B. Mâ pada “mâ undzira abâahum” adalah derivat (mashdar); artinya, “berilah peringatan kaum sebagaimana peringatan yang diberikan kepada nenek moyang mereka.”
C. Mâ pada “mâ undzira abâahum” adalah maushul (kata sambung), manshub dan objek kedua; artinya, “berilah peringatan kepada kaum dari azab yang disampaikan kepada nenek moyang mereka.” [2]
Sesuai dengan kemungkinan kedua dan ketiga, tidak terdapat kontradiksi diantara dua ayat di atas; makna ini, disokong oleh ayat-ayat al-Qur’an lainnya seperti ayat 165 surah al-Nisa (4)[3] dan ayat 24 surah al-Fathir (35).[4]
Pada kedua ayat ini dan ayat-ayat serupa, ‘mengirim orang yang memberikan peringatan’ dianggap sebagai sesuatu yang mesti dilakukan. Dari satu sisi, terdapat beberapa riwayat yang menyokong hal ini. Diriwayatkan dari Imam Shadiq As yang bersabda, “Maksud ayat ini, berilah peringatan sebagaimana nenek moyang mereka telah diberi peringatan”[5] Oleh karena itu, dengan bersandar pada susunan-susunan ayat dan bantuan ayat-ayat dan riwayat-riwayat maka kontradiksi ini dapat diselesaikan.
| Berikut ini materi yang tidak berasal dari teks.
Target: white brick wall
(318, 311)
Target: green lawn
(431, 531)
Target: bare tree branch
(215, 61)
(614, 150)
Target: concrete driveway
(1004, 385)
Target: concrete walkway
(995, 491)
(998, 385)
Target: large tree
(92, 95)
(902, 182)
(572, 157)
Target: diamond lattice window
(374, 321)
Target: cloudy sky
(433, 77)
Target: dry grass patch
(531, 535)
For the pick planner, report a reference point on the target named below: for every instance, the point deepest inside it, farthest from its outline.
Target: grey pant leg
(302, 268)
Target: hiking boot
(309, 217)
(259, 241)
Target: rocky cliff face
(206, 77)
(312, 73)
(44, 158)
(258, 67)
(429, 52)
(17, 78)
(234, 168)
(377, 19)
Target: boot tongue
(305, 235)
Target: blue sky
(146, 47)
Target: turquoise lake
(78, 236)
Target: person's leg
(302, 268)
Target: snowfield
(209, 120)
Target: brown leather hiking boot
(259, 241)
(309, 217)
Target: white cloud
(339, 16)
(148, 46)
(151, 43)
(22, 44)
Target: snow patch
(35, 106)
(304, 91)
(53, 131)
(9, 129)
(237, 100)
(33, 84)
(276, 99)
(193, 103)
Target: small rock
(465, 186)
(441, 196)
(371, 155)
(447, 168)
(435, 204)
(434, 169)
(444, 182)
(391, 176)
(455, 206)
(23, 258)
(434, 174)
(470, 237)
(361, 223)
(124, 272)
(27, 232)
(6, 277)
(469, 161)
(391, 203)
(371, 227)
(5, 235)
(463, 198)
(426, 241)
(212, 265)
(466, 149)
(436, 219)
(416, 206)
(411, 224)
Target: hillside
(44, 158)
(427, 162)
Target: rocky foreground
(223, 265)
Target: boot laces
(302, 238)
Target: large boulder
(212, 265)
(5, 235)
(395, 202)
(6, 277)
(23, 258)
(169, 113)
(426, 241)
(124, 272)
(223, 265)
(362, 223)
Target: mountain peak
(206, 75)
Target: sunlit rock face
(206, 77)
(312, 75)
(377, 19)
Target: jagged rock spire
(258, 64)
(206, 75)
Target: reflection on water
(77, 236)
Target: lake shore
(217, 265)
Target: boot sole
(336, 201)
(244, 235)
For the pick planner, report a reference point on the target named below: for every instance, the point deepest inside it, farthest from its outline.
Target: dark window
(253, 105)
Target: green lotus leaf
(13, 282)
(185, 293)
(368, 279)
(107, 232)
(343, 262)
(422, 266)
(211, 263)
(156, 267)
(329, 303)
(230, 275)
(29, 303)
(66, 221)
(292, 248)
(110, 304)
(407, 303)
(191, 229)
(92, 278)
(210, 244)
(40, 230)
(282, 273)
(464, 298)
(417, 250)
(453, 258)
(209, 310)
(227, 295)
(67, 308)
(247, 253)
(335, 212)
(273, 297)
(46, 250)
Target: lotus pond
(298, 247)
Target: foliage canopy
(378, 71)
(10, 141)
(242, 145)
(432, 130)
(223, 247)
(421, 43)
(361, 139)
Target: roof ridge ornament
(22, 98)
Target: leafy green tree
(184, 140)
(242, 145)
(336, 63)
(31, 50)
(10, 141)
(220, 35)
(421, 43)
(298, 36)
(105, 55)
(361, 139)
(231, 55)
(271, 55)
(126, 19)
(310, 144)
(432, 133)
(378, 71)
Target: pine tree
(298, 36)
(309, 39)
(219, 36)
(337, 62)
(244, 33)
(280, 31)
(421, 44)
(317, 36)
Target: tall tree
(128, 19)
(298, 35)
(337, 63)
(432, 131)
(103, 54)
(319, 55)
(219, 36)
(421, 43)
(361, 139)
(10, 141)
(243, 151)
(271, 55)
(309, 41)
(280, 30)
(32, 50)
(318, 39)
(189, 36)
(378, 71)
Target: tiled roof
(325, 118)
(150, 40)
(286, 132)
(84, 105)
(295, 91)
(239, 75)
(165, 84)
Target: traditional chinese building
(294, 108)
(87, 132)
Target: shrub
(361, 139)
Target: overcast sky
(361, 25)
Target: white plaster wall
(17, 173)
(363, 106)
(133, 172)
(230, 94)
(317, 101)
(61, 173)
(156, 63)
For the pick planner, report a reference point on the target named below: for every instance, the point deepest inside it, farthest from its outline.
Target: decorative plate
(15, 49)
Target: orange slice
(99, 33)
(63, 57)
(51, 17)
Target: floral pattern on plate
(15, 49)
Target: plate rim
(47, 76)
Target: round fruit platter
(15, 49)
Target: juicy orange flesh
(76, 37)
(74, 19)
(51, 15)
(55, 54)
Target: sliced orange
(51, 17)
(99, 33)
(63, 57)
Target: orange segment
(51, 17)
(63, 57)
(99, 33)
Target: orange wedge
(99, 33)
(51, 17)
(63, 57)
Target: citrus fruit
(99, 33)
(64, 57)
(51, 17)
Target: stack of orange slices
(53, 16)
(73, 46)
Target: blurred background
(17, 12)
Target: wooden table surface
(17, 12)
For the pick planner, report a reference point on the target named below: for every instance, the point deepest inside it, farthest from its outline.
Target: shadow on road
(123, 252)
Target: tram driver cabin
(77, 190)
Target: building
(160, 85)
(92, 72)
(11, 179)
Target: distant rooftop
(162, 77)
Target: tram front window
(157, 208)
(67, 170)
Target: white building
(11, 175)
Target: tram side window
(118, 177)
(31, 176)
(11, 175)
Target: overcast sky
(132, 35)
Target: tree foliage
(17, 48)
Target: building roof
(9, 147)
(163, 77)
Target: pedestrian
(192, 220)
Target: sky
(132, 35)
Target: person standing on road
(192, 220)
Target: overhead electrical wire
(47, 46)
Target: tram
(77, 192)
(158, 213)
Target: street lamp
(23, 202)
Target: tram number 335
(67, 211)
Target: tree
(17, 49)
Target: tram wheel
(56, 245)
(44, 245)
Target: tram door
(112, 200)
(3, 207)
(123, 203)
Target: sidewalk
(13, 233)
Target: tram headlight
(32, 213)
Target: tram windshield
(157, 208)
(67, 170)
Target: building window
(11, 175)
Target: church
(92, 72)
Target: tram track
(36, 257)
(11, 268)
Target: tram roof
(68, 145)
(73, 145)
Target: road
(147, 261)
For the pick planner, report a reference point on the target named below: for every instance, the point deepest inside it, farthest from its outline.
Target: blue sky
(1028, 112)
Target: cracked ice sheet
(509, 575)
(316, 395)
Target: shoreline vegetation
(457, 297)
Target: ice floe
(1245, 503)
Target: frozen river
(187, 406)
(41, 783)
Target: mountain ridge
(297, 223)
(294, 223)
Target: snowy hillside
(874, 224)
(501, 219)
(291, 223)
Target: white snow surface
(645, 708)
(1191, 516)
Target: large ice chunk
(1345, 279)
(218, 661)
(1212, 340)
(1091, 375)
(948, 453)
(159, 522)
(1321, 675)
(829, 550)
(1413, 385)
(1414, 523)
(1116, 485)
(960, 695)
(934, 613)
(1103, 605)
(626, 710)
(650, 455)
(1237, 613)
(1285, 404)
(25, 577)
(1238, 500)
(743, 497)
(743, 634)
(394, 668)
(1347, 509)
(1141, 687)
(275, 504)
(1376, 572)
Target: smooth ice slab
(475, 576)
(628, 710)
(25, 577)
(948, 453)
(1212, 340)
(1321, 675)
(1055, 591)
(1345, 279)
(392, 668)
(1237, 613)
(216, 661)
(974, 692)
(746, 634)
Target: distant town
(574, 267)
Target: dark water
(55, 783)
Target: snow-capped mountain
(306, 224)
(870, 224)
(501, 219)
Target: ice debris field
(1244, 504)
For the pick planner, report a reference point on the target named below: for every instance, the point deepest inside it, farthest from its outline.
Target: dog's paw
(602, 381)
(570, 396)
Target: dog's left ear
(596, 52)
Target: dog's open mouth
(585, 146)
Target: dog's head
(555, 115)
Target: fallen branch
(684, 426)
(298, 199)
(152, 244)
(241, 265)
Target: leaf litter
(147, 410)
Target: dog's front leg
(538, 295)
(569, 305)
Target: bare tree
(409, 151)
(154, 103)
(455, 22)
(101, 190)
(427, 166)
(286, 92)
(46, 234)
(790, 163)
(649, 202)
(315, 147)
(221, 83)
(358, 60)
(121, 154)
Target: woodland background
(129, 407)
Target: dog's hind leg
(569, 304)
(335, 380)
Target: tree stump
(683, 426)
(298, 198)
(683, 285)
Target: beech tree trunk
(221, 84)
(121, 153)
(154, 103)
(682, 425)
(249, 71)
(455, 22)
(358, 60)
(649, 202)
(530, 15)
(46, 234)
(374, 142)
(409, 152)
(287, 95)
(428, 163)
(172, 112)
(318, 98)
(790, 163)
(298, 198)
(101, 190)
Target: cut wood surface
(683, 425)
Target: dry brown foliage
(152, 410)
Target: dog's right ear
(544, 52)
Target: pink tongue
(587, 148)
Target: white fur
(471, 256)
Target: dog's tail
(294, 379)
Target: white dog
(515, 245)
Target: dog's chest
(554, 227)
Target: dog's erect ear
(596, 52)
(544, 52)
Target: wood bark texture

2. Terdapat kemungkinan bahwa yang dimaksud dengan tiadanya peringatan pada nenek moyang mereka pada surah Yasin, bukan umat terdahulu; melainkan yang dimaksud adalah manusia-manusia, yang karena beberapa alasan, peringatan para nabi tidak sampai kepada mereka.
Hal ini dapat dijelaskan sebagai berikut. Bahwa dalam budaya al-Qur’an, “Dan tidak ada suatu umat pun melainkan telah ada padanya seorang pemberi peringatan.” Namun boleh jadi orang-orang tidak mendengar peringatan para nabi karena beberapa halangan tertentu. Apabila orang-orang ini tidak menerima peringatan bukan karena kelemahan dan kelalaian mereka sendiri maka mereka akan dimaafkan di sisi Allah Swt.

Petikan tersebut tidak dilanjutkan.